Above all else, it is that this horrible tragedy summons us forcefully to the Truth — to tell the truth, the whole truth, and nothing but the truth. That’s the first thing. My second conclusion derives from the truth.
. . . Like all tragedies of the past, Chernobyl showed us how great is our people’s courage and how strong its spirit. But Chernobyl calls us to use our reason and our analytical powers, so that we will not forget what happened, and will look clearly at our misfortune and avoid glossing over it . . .

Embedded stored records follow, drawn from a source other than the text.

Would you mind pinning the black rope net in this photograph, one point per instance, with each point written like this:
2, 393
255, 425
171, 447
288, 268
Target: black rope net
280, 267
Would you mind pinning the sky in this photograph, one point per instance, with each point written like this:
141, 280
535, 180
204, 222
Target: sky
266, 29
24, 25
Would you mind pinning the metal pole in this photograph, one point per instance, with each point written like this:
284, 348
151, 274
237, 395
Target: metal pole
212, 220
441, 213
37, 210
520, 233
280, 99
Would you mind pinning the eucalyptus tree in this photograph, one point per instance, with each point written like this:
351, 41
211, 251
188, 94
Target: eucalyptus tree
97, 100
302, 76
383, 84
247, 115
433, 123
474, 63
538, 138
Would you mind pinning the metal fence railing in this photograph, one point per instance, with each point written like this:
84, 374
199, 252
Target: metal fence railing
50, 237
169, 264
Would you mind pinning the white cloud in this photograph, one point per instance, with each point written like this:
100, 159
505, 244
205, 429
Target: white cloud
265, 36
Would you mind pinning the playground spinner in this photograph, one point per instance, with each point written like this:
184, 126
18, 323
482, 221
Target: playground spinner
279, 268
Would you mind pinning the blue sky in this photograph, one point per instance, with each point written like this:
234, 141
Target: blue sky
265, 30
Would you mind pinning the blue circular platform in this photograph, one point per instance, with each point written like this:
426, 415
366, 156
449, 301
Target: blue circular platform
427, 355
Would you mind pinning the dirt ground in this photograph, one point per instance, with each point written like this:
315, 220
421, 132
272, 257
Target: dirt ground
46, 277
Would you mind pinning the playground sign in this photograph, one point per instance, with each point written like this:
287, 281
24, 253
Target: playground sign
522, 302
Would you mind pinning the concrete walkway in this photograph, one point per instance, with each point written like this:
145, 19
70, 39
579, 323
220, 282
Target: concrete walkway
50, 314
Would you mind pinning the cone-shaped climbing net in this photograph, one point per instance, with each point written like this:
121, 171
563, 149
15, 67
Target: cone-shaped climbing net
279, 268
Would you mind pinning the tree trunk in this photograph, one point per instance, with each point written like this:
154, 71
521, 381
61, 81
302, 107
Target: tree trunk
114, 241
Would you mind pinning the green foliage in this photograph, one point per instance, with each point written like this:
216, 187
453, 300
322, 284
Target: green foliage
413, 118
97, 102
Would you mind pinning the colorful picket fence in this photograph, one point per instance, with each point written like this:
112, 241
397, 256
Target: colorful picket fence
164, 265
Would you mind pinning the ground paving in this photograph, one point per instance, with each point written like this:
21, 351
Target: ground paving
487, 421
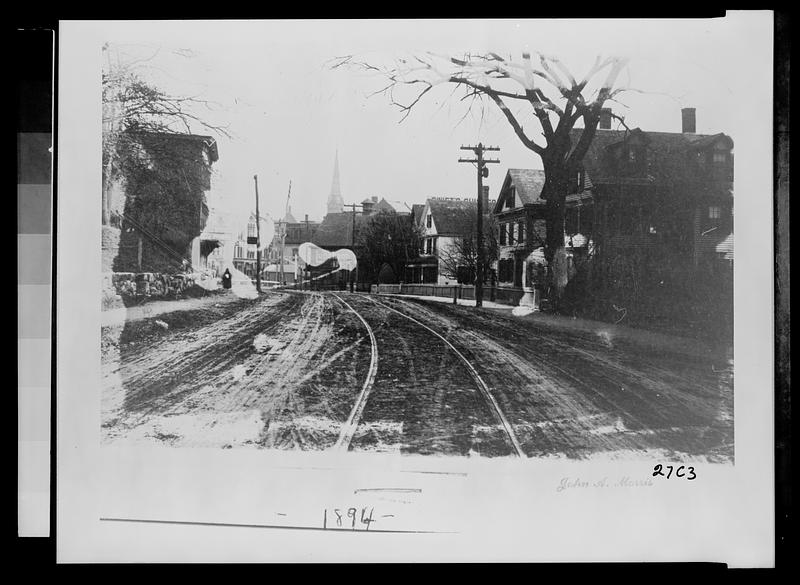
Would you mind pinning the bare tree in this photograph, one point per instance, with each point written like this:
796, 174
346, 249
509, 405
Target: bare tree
459, 260
553, 98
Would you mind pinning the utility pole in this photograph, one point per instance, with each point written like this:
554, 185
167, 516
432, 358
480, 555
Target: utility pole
353, 241
482, 172
282, 236
258, 240
283, 230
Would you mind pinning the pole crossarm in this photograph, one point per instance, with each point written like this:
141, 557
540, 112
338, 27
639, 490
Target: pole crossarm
480, 163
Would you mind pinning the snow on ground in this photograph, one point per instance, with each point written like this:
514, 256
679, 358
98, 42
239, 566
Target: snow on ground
200, 429
242, 286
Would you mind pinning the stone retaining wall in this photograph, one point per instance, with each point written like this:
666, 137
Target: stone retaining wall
133, 285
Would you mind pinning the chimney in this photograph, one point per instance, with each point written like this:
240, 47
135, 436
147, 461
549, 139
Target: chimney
605, 119
688, 118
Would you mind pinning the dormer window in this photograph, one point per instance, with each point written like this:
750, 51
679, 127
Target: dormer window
510, 197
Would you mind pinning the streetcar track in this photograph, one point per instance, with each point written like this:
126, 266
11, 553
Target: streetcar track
482, 386
349, 428
551, 365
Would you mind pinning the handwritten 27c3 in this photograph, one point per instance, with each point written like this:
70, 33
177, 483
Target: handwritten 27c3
341, 518
679, 472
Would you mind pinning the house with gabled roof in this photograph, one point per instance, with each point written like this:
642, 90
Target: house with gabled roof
663, 196
443, 221
520, 214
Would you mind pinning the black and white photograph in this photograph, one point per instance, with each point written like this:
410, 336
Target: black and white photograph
434, 243
295, 258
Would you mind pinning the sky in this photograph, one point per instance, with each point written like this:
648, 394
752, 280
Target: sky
289, 113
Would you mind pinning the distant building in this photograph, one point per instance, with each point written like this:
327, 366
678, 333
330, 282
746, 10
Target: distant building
154, 208
665, 197
335, 201
444, 222
289, 235
244, 255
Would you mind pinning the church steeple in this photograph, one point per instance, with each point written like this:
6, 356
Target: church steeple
335, 201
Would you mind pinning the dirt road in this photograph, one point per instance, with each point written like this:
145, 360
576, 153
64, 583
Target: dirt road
350, 371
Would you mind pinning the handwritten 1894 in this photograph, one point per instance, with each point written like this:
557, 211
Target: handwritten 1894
347, 518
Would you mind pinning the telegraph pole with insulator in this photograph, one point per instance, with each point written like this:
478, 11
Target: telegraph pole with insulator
258, 240
483, 172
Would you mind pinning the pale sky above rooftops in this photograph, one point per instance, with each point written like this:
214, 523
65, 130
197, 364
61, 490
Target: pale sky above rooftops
289, 113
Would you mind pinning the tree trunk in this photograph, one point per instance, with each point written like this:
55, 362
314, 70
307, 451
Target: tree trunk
554, 192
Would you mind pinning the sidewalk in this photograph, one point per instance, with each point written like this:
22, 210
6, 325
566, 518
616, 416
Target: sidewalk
155, 308
608, 331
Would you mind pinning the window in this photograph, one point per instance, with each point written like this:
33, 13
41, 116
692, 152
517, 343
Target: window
510, 197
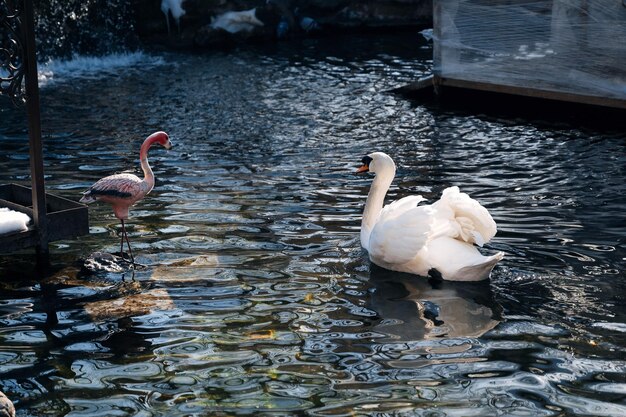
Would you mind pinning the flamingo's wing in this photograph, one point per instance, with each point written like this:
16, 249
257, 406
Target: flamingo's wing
401, 231
463, 218
123, 186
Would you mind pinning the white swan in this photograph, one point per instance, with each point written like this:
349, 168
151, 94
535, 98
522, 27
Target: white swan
405, 237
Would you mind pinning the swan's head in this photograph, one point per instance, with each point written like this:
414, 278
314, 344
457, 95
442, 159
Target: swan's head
378, 163
161, 138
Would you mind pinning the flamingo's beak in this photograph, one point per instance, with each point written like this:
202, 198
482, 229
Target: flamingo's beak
363, 168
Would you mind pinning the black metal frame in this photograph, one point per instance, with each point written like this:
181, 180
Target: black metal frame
11, 53
18, 80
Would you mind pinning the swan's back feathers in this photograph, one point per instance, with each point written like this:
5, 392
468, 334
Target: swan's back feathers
389, 241
464, 217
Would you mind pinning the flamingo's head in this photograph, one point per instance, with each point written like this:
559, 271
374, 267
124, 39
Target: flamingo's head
161, 138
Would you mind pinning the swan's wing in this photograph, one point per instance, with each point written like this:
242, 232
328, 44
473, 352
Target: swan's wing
463, 218
401, 231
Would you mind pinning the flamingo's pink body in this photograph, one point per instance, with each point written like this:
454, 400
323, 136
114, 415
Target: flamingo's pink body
124, 190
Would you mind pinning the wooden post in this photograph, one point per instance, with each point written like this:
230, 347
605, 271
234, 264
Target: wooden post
34, 132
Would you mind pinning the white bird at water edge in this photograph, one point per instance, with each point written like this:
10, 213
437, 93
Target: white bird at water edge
13, 221
175, 7
235, 22
405, 237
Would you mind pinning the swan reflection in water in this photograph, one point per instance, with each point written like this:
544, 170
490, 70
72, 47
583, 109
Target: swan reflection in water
415, 308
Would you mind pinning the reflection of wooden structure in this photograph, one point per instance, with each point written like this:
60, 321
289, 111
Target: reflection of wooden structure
567, 50
53, 217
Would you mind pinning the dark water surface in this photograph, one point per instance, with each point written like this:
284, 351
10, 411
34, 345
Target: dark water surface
257, 298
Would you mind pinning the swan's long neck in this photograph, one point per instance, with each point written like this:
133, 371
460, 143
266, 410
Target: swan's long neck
148, 175
374, 204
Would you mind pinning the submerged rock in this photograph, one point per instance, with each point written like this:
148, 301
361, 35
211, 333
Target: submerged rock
105, 262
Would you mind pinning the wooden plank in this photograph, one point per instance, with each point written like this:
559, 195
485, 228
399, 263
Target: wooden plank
531, 92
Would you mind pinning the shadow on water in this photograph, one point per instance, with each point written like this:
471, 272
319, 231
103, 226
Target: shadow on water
416, 308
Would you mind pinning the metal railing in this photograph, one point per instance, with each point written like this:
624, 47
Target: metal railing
18, 81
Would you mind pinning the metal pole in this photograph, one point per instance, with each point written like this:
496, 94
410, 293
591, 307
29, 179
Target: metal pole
34, 130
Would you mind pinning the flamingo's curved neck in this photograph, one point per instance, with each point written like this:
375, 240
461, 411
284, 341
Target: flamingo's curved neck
374, 204
143, 158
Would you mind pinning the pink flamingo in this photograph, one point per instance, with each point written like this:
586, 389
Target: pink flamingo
124, 190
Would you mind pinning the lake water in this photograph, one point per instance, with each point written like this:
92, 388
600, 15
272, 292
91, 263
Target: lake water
257, 299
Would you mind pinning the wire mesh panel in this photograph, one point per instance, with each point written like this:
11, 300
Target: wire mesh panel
568, 46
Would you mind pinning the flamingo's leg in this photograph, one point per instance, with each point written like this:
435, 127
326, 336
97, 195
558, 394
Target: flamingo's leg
130, 251
122, 242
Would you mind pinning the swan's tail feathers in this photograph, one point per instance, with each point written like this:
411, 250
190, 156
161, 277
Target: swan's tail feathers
479, 271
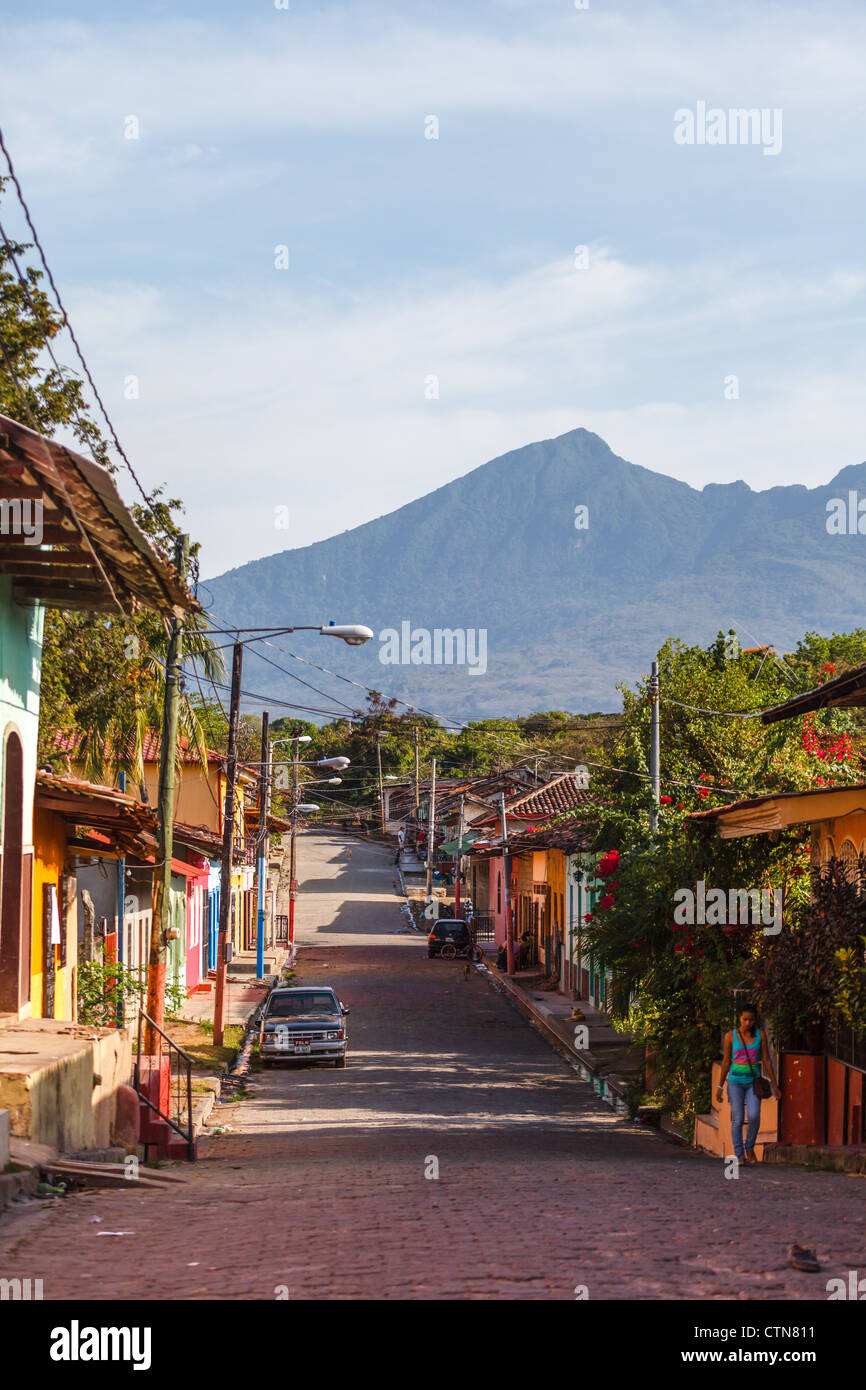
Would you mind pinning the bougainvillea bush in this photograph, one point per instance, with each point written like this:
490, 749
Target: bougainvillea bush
673, 983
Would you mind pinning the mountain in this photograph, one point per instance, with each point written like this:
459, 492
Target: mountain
567, 613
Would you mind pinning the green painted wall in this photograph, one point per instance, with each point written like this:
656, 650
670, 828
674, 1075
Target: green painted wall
20, 674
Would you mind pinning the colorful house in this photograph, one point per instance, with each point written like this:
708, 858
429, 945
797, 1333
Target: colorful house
823, 1094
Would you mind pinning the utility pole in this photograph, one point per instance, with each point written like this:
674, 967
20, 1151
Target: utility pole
264, 799
431, 812
459, 859
654, 747
161, 869
506, 902
292, 852
121, 901
378, 758
228, 844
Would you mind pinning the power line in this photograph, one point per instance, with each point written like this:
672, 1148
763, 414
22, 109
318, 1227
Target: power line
63, 487
68, 325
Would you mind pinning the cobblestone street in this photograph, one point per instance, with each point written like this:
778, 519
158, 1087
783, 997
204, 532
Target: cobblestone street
321, 1190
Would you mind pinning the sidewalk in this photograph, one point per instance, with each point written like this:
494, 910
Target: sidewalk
242, 998
609, 1059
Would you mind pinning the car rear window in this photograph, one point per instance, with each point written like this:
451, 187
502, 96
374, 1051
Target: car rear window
306, 1001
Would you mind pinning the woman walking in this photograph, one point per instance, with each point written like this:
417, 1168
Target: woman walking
745, 1051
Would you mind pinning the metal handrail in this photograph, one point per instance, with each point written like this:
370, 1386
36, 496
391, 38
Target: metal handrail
185, 1133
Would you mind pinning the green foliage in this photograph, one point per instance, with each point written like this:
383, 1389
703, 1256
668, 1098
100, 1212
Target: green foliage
103, 984
673, 984
813, 968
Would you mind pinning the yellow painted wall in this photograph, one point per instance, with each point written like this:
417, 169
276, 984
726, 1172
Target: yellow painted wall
834, 833
49, 859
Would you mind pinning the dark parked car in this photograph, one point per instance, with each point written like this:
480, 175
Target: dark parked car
303, 1022
451, 937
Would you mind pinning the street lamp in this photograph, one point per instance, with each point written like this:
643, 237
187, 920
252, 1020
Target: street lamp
353, 634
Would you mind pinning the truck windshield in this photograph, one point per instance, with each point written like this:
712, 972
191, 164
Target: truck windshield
287, 1005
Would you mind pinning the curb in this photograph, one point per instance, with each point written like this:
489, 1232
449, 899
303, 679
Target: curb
18, 1184
609, 1089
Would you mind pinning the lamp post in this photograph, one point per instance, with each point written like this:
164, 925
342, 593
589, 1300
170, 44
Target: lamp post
353, 634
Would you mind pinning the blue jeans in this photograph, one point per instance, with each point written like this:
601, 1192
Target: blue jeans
744, 1102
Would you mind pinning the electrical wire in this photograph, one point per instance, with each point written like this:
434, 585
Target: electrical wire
68, 325
63, 487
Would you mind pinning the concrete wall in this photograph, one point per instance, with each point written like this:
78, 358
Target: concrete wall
59, 1082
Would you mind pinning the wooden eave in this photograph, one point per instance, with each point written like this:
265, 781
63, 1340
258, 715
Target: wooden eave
88, 552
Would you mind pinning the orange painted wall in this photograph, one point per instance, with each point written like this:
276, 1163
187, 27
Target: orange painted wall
49, 859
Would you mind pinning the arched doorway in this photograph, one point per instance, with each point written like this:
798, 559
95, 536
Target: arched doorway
11, 875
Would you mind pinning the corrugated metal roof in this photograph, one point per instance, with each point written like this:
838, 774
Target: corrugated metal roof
93, 553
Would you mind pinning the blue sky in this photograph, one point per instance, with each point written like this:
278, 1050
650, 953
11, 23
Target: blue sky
306, 388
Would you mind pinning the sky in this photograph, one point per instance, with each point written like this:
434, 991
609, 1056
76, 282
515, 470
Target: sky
303, 310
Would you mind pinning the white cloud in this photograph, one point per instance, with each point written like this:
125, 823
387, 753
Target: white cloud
211, 85
320, 409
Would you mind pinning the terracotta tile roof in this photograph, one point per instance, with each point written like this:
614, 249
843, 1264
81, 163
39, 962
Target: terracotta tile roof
569, 838
70, 741
123, 819
560, 794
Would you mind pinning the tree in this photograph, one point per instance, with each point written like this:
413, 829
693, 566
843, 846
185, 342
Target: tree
102, 676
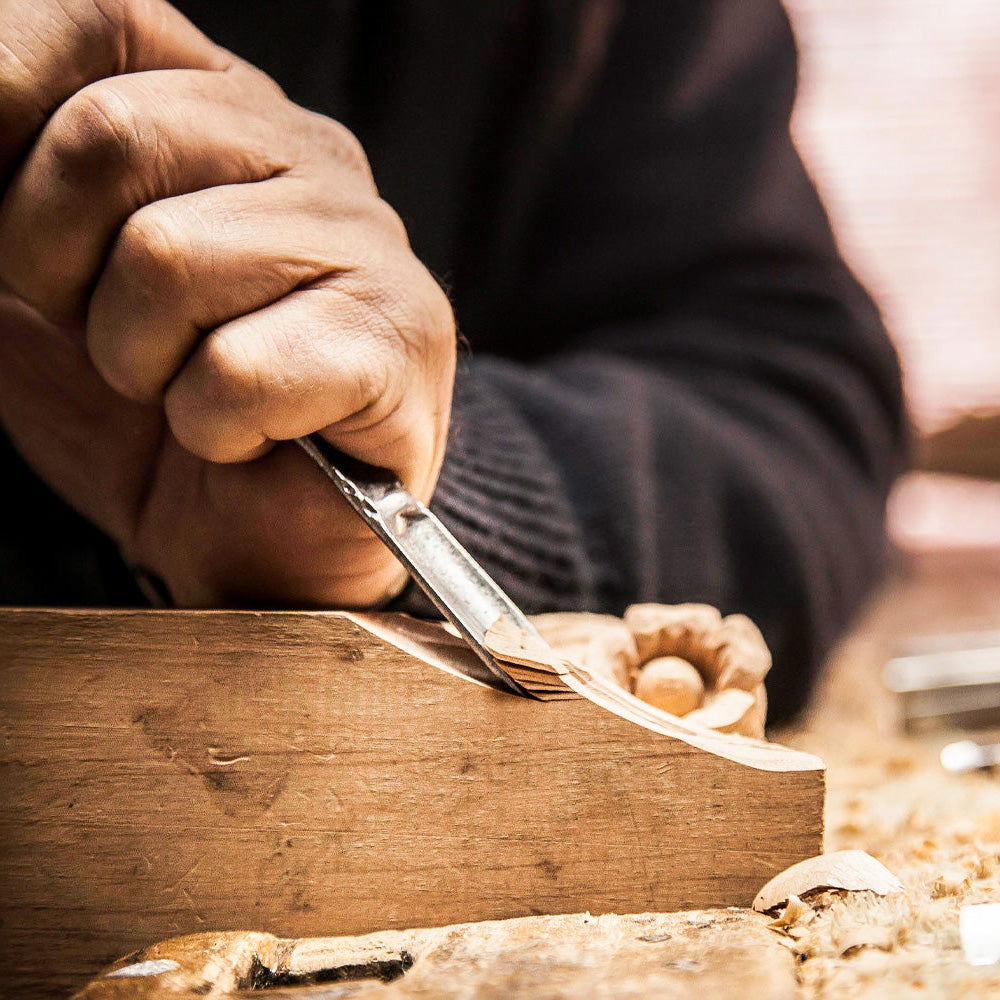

Accordingly, the main lesson of Chernobyl is to sharpen our sense of the fragility and vulnerability of human life. Chernobyl demonstrated both man’s immense power and his impotence. And it served as a warning to man not to become intoxicated with his own power, not to take that power lightly, and not to seek in it ephemeral gains and pleasures and the glitter of prestige. Since man is both the cause and the effect, he must be more responsible and scrutinize himself as well as the things he has made. When we remember that man’s works carry over into the future, with all its joys and hardships, we realize with horror that those shattered chromosome strands and those genes, either lost or distorted as a result of radiation, are already part of our future. We will be seeing them again and again in the years ahead. That is the most horrible lesson of Chernobyl.
Like the residents of the Ukraine and neighboring Belarus, the residents of the Gulf coast will be learning first hand this very same lesson, as the BP oil disaster teaches us about the fragility and vulnerability of marine life, reshaping not only the life in the Gulf but also the lives of the people tied to its waters.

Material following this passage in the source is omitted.